Sometimes you have to put yourself through something painful just to recognize how good you have it. There’s a lot to be gained from enduring the most disheartening shit possible: Want to hear depressing news? Want to feel anxious and unsettled? Want to walk away feeling hopeless and cynical about the world?
That’s the experience of watching Threads, the 1984 television film that is now streaming as a part of Criterion Channel’s new Postapocalyptic Sci-fi series. (Sorry, did you think I was talking about a different thing called Threads?) Directed by Mick Jackson and written by novelist Barry Hines, Threads was a cultural phenomenon in the UK when it aired on the BBC. Depicting the aftermath of nuclear fallout with unflinching clarity, the movie follows the legacy of The War Game, the pseudo-documentary that was convincing enough in 1966 that it had to be pulled from broadcast on account of being “too horrifying” (but was then put into theaters). If Threads was a retread of The War Game’s controversial reception, it definitely worked.
Nearly four decades later, it still works, and Threads is no less difficult to watch. Produced during the Cold War, the film imagines tensions between the United States and the Soviet Union boiling over, with the industrial city of Sheffield caught in the spillover. The bombs go off, the city is leveled, and at that point, things haven’t even gotten that bad yet.
Every time you think things can’t get more bleak, the movie finds a way.

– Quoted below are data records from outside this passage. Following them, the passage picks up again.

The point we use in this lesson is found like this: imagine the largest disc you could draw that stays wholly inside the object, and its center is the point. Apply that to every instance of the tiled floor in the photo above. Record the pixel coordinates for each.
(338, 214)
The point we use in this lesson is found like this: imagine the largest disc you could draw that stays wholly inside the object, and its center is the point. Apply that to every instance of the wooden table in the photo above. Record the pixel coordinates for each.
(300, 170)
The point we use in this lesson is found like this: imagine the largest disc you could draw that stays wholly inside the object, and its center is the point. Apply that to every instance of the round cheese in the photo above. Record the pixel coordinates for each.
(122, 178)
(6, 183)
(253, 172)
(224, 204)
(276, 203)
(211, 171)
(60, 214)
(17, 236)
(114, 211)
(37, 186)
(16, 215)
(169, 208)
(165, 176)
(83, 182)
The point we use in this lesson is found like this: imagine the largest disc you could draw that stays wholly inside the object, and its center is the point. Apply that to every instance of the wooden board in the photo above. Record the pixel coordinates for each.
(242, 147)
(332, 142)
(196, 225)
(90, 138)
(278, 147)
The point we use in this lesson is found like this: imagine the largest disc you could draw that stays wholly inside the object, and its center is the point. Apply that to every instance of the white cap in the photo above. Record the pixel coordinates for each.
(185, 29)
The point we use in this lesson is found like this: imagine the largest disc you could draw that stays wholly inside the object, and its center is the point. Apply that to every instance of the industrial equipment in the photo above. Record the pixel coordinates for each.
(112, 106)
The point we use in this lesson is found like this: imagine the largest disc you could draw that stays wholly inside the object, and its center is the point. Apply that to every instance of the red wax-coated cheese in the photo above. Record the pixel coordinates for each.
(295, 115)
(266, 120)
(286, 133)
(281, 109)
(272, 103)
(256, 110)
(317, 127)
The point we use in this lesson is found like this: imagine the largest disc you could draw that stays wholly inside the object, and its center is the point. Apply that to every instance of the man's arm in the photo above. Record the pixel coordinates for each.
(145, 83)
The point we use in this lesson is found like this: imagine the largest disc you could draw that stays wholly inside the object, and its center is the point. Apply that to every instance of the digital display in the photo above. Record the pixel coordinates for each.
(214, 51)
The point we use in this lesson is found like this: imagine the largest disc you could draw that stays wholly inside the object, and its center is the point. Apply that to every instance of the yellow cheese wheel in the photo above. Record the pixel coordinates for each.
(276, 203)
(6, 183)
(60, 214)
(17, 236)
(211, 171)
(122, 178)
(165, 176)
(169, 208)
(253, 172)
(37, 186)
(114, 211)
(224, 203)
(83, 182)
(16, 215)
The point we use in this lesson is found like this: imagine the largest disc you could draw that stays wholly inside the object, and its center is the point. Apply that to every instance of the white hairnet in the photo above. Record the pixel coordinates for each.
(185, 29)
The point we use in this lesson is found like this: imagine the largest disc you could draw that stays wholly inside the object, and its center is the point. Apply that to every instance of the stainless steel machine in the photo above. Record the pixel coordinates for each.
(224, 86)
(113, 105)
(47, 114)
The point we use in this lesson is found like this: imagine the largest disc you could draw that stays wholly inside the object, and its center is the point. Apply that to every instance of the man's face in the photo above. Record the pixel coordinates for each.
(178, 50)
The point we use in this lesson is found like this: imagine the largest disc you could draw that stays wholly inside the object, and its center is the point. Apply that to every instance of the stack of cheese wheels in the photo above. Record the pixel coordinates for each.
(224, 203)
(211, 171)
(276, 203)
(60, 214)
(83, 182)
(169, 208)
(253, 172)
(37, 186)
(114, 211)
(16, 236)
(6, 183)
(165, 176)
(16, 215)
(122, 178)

Threads is thematically a better movie pairing with Oppenheimer than Barbie (on the flip side, Barbie + Poor Things would be a fun combo). If Christopher Nolan only gives a stylish glimpse to the horrors of nuclear aftermath — a short sequence wherein Japanese citizens are eerily reduced to dust while Cillian Murphy stares guiltily at the camera — then Threads spends its entire second half demonstrating just how reductive that portrayal is. The bomb, it turns out, is the easy thing to watch.
Especially in its back half, Threads is unsparing, and in some ways, a bit artless. Grit, grime, rubble, rats, people eating rats — it’s remarkable that this played on broadcast television. Every time you think things can’t get more bleak, the movie finds a way. The resource-strapped British government quickly turns fascist; the effects of radiation poisoning are rendered with a lot of bodily specifics; and the threadbare (sorry) characters just muddle through it, and the film never really gives them a reason why they should keep going.

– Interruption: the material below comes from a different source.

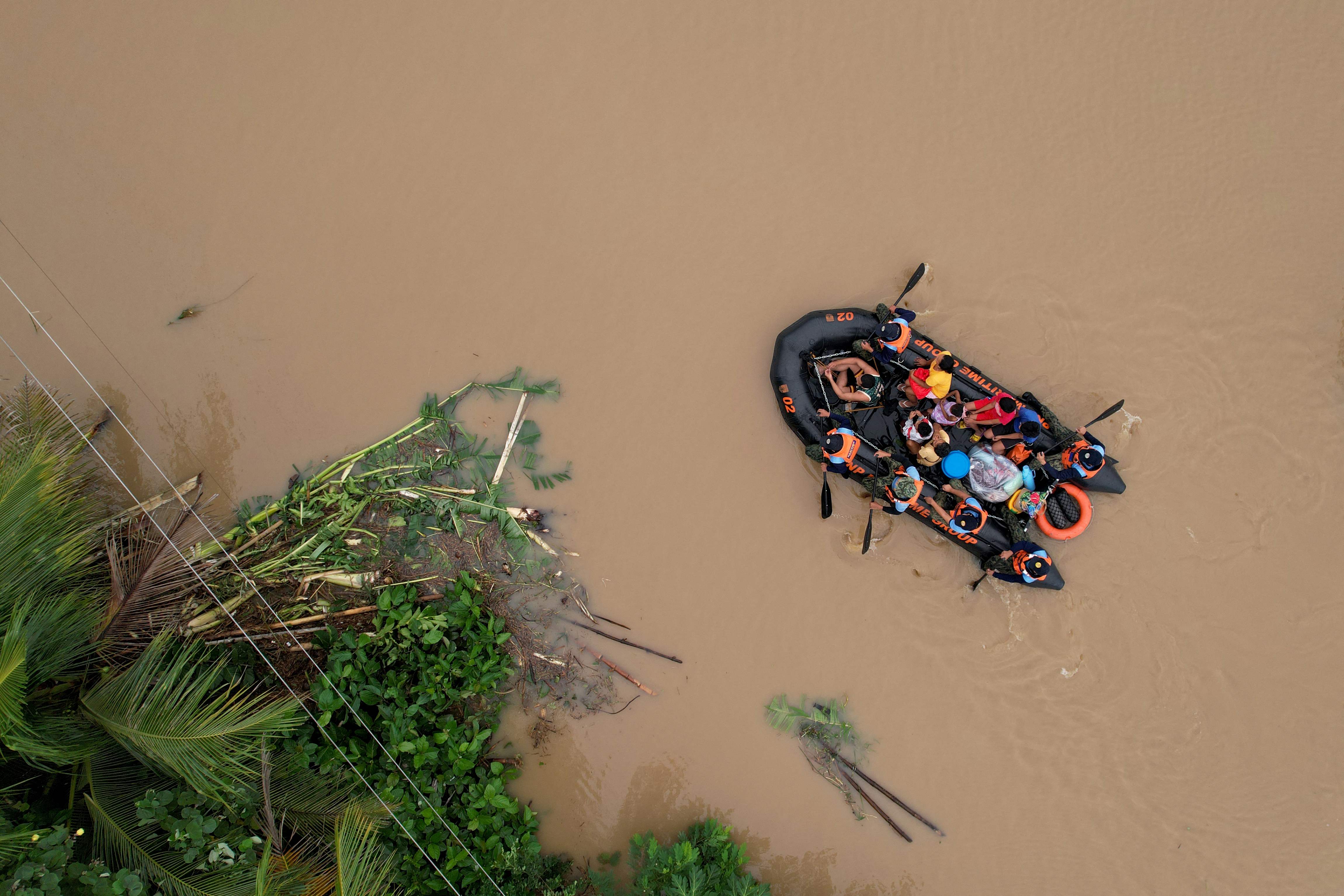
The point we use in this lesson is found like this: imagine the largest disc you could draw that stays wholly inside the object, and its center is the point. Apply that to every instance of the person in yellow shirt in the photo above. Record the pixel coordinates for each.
(932, 379)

But Threads’ commitment is what makes it so successful. Again, this thing was produced in the mid-’80s, and it’s still more haunting than anything film to TV show I’ve seen in years. There’s a richness to the detail as Threads games out the disaster scenarios. Nuclear winter has blocked out the sun, killing all the crops; when sunlight does return years later, its ultraviolet form is so intense that it causes widespread cataracts in survivors. There really is no good turn here, just fascinating horror after fascinating horror. It’s hard to watch, but I promise it is well made and quite satisfying. (Afterward, you can watch Criterion’s counter-programming, a lineup of Cat Movies.)
On Letterboxd, my partner only rates films but never leaves reviews. After watching Threads, she wrote her first one ever. It simply read: “christ.” Then she gave it four stars.